# Best Deal on Red Barn Fencing???



## GoatRancher11 (Feb 11, 2011)

First off, I really appreciate everyone's opinions on this forum.  I have decided to suck it up and go with Red Barn fencing for this very reason.

I know Tractor Supply sells 330 foot (one roll) for about $289.  Is their any other place that may sell it for cheaper in bulk?  You do get a 5% discount for buying in bulk from Tractor Supply but that just basically covers the taxes.

Thanks guys.


----------



## freemotion (Feb 11, 2011)

I found some once at a small family owned farm supply store, but it was not significantly less, and the difference was eaten up by the gas needed to go further to the family owned store.  Nevertheless, I bought it from the family until they closed, then TSC was the only other place I could find it around here.

Good fencing is expensive but in the long run, it is cheaper!  I plan on buying some more for that exact price at my local TSC in the spring.


----------



## miron28 (Feb 12, 2011)

i would check with the local farm store even if it is the same price at least you know the money will go to a american owned store and not china! 
you can't find anything in tsc that is american made! 

i got some rolls of fence that were 330 foot long  it was 175.00 at the local feed store.  looks the same as tsc stuff just diffenert name!


----------



## GoatRancher11 (Feb 12, 2011)

Good ideas by both!  If I can find some for $175/roll, I'm in business.  I think I will hit up a family owned suppy store for that matter.  TSC looks like the only place so far though.

I gotta believe there is a deal out there somewhere.

Thanks guys.


----------



## Our7Wonders (Feb 12, 2011)

How tall is the fencing?  Are you located near an Azure Standard drop point?  They have  4' Davis Wire 330 feet ranch hand hinged joint field fencing for $$213.65/roll.  Not sure if that's similar fencing - but if so and you're near a drop point there's no shipping charge and no sales tax since it's purchased from Oregon.


----------



## 20kidsonhill (Feb 12, 2011)

Just keep in mind, unless you are going to run electric wire on the inside of it, the fencing will take quit a beating from the goats and needs to be as strong a fencing as possible.  

Although I would recommend running electric no matter what.


----------



## Horsefly (Feb 12, 2011)

Is the fence you were talking about no climb horse fence or field fencing?  I didn't see any good fencing at TSC last time I was there.  We are trying to fence 650' and its going to cost over $1000 to do it as cheap as possible.  A 4' high 100' roll of Red Barn No Climb Horse fence is like $170 at Home Depot!  Is there some stash of cheap fencing yall know about I don't?  We are trying to do it well so the stuff we are getting is 12 gauge and has reinforced welds but still its ALOT of money, when we have 2 other fences that probably need to be redone too.


----------



## jlbpooh (Feb 12, 2011)

I got the Red Brand  woven field fencing for around $150 a roll at TSC last year.
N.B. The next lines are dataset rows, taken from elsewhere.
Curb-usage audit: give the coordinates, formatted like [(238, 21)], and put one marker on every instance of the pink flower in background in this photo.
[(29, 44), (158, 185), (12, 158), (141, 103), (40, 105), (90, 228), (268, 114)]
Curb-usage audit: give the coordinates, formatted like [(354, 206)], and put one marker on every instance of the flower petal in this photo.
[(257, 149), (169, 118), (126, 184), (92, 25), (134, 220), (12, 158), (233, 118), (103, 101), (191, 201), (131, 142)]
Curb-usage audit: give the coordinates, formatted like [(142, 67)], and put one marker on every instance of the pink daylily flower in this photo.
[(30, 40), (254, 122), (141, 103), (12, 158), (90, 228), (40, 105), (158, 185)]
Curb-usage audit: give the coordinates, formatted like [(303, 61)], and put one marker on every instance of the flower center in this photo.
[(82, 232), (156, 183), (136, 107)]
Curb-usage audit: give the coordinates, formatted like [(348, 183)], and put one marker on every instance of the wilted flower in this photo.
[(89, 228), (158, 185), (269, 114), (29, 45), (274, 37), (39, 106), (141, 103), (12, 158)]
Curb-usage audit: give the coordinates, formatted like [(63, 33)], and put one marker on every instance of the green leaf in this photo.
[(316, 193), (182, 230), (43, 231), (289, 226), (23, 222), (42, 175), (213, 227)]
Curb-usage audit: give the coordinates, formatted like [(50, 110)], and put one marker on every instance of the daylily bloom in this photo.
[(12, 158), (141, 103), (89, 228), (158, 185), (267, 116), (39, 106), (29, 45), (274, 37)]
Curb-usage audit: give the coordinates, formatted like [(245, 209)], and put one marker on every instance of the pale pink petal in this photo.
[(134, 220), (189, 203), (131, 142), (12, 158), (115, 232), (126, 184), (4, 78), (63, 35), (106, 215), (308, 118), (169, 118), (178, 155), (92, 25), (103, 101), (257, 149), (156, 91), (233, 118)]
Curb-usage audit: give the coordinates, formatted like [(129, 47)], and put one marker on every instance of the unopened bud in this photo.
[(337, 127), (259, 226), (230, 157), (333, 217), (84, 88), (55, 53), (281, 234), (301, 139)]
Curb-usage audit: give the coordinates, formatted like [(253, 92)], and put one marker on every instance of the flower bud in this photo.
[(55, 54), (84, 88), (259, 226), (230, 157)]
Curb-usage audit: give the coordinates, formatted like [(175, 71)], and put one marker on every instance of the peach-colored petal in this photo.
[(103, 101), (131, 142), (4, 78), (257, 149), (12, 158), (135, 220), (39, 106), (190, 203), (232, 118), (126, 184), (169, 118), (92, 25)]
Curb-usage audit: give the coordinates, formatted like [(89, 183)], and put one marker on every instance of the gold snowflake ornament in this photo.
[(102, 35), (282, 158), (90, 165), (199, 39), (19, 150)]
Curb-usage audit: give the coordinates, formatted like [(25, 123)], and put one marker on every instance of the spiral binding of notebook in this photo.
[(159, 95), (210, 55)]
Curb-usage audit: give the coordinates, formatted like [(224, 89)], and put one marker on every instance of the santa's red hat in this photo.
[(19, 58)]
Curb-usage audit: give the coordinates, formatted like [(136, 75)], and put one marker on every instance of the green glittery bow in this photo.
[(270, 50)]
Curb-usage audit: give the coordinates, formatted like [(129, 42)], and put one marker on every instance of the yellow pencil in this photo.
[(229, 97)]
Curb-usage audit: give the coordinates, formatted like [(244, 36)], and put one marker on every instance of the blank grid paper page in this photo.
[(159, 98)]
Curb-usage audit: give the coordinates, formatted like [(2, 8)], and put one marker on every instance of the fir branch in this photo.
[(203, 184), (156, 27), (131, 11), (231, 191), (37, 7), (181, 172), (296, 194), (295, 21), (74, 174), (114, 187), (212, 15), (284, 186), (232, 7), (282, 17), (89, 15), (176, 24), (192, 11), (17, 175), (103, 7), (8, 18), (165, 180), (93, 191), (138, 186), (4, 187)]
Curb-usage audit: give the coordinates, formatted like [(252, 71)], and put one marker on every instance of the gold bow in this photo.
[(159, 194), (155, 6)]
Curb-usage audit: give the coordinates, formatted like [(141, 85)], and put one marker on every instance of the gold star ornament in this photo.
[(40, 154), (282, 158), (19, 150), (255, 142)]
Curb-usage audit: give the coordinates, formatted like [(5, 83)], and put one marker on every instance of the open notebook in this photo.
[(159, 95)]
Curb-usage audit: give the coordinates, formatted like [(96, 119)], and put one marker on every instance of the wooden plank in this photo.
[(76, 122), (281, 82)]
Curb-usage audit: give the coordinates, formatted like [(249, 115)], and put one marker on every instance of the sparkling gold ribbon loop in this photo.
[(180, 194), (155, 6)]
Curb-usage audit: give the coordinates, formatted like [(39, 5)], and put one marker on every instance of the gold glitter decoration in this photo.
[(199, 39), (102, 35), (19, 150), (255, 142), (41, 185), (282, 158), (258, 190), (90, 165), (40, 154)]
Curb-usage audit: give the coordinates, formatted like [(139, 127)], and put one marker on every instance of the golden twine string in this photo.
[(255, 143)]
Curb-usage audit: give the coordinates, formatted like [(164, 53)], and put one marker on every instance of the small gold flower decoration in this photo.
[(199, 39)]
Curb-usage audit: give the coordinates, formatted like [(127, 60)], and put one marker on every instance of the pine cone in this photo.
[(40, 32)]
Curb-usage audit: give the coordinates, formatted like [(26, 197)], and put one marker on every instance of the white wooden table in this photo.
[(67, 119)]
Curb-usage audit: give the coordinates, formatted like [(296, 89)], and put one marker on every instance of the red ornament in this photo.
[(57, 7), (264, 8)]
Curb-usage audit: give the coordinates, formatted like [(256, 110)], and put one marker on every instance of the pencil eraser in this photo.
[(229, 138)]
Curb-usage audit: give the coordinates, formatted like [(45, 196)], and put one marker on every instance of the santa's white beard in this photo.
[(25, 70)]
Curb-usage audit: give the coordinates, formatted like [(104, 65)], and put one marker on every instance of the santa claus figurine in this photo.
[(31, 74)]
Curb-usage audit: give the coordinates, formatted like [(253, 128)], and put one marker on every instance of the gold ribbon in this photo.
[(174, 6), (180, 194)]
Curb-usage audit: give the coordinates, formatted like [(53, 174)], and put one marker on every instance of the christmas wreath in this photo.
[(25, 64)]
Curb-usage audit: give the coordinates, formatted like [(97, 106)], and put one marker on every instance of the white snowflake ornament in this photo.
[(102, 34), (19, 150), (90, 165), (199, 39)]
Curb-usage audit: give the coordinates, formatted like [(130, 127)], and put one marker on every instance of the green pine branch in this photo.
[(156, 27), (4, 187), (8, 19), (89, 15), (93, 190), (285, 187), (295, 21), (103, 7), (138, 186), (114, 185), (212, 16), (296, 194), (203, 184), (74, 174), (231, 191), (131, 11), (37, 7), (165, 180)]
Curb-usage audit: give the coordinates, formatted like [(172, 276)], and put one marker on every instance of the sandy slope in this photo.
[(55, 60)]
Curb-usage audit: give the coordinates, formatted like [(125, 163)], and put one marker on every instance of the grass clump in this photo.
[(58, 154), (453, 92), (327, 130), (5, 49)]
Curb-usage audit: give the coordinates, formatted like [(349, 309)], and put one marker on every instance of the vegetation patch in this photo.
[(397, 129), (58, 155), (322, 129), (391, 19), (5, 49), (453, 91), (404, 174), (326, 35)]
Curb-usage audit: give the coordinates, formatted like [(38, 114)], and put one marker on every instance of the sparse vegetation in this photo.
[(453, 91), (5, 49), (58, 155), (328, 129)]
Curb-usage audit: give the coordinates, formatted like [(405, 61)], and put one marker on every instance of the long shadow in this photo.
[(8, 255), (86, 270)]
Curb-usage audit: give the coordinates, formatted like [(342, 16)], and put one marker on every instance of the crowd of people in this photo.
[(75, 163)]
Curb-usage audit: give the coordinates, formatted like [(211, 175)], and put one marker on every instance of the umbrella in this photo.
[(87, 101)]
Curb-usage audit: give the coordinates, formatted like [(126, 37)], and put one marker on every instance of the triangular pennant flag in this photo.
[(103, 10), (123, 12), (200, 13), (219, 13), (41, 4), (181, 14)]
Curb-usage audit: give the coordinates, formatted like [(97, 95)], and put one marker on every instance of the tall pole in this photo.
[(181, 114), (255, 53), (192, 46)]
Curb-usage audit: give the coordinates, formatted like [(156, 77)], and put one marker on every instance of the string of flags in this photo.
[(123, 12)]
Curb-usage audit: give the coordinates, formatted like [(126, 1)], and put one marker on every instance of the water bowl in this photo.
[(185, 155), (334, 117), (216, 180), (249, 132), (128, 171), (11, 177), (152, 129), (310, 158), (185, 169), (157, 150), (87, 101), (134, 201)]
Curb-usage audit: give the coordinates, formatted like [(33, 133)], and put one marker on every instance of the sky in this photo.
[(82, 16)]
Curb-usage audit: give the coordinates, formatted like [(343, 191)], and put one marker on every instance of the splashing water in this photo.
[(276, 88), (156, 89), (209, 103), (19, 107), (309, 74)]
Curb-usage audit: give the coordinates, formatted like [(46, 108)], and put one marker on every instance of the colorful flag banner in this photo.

I fenced in 4 acres or so, with some extra crossfencing. I have supplemented that with electric for the goat pasture and have not had a problem with them being hard on the fence or escapes.


----------



## freemotion (Feb 12, 2011)

Oh, I thought you meant Red Brand.....now I see it is Red BARN.  You need woven wire, not welded.  They put their pointy little hoofies on the wires and the welds snap.  I put some welded wire around my compost heap and one day the goats decided to use it to reach some delectable branches in the neighbor's yard and turned that fencing into a pile of loose wires in one afternoon.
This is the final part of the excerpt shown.